During the retest phase of the screen (the secondary screen), virgin w1118; md-Gal4;UAS-dicer2 or w1118 ppk-Gal4; UAS-dicer2 female flies were crossed to males from RNAi lines with insensitive or hypersensitive phenotypes identified during the primary screen. A minimum of 30 wandering 3rd instar larval progeny from at least two independent crosses were tested on different days for each line. Those lines with Bonferroni-corrected significant insensitive or hypersensitive phenotypes were reported as hits.

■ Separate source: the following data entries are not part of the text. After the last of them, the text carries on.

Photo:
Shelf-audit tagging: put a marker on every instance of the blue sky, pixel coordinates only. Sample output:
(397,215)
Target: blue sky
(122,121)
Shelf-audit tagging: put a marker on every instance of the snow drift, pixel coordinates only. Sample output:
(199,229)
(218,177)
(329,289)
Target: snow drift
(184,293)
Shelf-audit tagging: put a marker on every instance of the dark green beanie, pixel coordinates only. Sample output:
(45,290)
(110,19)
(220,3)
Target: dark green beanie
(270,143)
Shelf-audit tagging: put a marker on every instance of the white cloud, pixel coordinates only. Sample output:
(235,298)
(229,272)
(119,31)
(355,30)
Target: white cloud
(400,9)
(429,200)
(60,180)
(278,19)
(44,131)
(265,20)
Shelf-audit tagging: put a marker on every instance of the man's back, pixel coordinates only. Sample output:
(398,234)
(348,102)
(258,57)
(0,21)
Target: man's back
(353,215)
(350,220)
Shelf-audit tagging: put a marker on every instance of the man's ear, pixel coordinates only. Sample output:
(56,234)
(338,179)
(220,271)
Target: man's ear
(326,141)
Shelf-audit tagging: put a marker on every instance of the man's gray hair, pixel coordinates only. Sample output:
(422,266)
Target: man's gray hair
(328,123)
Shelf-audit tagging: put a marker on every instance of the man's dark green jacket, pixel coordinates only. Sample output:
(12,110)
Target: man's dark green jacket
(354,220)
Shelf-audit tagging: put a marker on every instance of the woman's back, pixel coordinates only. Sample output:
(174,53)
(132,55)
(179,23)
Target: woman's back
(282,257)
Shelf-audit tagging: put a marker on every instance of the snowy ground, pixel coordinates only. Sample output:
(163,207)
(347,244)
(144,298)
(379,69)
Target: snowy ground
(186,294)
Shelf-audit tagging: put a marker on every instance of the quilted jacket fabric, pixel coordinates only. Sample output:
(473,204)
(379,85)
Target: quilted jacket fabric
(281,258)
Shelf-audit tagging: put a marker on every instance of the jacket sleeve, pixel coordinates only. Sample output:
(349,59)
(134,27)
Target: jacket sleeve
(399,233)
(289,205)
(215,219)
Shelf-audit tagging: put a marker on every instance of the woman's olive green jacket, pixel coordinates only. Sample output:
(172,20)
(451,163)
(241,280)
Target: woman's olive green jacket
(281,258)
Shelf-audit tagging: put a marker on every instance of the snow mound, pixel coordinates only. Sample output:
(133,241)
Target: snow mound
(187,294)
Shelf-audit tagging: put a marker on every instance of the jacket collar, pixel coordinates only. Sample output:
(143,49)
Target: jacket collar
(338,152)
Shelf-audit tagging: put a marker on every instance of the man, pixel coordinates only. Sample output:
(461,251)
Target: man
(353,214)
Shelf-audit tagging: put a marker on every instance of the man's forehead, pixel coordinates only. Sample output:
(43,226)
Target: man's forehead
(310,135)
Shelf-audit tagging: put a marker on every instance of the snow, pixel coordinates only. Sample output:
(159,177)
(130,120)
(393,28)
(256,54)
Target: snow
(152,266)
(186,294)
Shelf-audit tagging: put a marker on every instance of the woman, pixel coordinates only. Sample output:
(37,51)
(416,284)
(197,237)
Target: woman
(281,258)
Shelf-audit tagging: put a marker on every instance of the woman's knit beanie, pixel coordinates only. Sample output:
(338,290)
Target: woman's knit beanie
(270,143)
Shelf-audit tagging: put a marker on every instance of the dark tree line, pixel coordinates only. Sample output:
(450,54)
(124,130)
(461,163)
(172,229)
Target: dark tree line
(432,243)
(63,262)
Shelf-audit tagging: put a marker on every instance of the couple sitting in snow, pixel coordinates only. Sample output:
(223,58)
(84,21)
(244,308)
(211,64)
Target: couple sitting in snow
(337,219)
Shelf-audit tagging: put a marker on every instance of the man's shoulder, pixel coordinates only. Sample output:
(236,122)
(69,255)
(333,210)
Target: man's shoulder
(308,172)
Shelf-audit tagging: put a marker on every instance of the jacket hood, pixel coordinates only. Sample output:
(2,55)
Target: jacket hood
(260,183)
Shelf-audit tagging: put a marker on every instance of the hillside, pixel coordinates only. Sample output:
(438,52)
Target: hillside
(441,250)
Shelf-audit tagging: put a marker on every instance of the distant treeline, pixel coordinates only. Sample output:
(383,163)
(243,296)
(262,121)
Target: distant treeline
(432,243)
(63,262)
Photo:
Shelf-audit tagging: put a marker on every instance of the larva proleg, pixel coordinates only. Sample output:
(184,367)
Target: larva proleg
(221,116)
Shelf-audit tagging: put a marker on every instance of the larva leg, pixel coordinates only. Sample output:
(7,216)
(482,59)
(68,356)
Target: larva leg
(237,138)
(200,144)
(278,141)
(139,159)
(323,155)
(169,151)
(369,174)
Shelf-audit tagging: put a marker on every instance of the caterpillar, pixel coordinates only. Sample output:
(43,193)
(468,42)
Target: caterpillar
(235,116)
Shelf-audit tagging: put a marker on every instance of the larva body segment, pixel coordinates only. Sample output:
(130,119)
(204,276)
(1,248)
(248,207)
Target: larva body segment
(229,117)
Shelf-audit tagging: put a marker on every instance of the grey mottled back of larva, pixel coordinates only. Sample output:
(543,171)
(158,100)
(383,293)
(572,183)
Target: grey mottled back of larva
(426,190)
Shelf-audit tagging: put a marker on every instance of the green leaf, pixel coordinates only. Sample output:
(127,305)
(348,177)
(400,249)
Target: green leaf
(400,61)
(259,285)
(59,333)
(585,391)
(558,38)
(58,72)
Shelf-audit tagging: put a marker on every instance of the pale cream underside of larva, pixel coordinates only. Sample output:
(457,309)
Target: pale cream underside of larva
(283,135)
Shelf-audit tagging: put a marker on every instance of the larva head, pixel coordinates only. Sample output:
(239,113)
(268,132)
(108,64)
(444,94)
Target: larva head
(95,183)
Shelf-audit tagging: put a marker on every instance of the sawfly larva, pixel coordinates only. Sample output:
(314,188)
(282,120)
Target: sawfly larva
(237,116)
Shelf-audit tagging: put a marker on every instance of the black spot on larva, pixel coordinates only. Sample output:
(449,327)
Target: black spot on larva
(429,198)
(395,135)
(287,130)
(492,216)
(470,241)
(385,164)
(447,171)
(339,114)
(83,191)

Hits identified during the retest portion of the screen were run through a tripartite phase of validation. To confirm the reproducibility of the phenotypes, males from hit lines were crossed to virgin w1118; md-Gal4;UAS-dicer2 or w1118 ppk-Gal4; UAS-dicer2 females; wandering 3rd instar larval progeny was assessed for insensitive or hypersensitivity phenotypes. To address the possibility of leaky RNAi expression, males from hit lines were crossed to virgin females from the appropriate control line (i.e., “no driver control”); wandering 3rd instar larval progeny was assessed for insensitive or hypersensitive phenotypes. To test if the observed phenotypes reflect potential defects in mechanical nociception, males from candidate hit lines were crossed to w1118; md-Gal4;UAS-dicer2 or w1118 ppk-Gal4; UAS-dicer2 females; wandering 3rd instar larval progeny was assessed for insensitive or hypersensitive phenotypes using a standard von Frey manual mechanostimulation assay as previously described [11]. In the von Frey assay, probes delivering 50 mN of maximum force were used. A minimum of 30 animals from at least two independent crosses were tested on at least two different days. Data from all testing dates were pooled, and average responses for each line were compared to controls using Bonferroni-corrected significance criteria.
Statistics
Data were compared using a Student’s t-test (MATLAB) or Fisher’s exact probability tests (vassarstats.net), as appropriate. All statistical comparisons were done using Bonferroni-corrected significance values, with p-values less than 0.05 being considered statistically significant.
Orthology Calls
The Drosophila RNAi Screening Center Integrated Ortholog Prediction Tool (DIOPT) v5.3 [30] was used to identify candidate orthologous genes from Mus musculus. All of the reported candidate orthologs were identified with at least two DIOPT prediction tools. Where multiple candidate orthologs were found, the highest scoring candidates were reported (Table 1).
Acknowledgements
We are much indebted to Donald Lo for his generosity in sharing resources and experience with ballistic methods as well as for his guidance in the development of our methodology. Thanks to Dr. Ken Honjo for the assembly of the collection of RNAi lines used in the screens. Members of the Tracey lab made helpful comments on the manuscript. MGC was supported by postdoctoral fellowships from the National Institutes of Health (NIH) T32NS051156 and the Ruth K. Broad Biomedical Research Foundation. Additional support for the project was from grants to WDT (NIH R01GM086458, McKnight Foundation Technological Innovations in Neuroscience Award).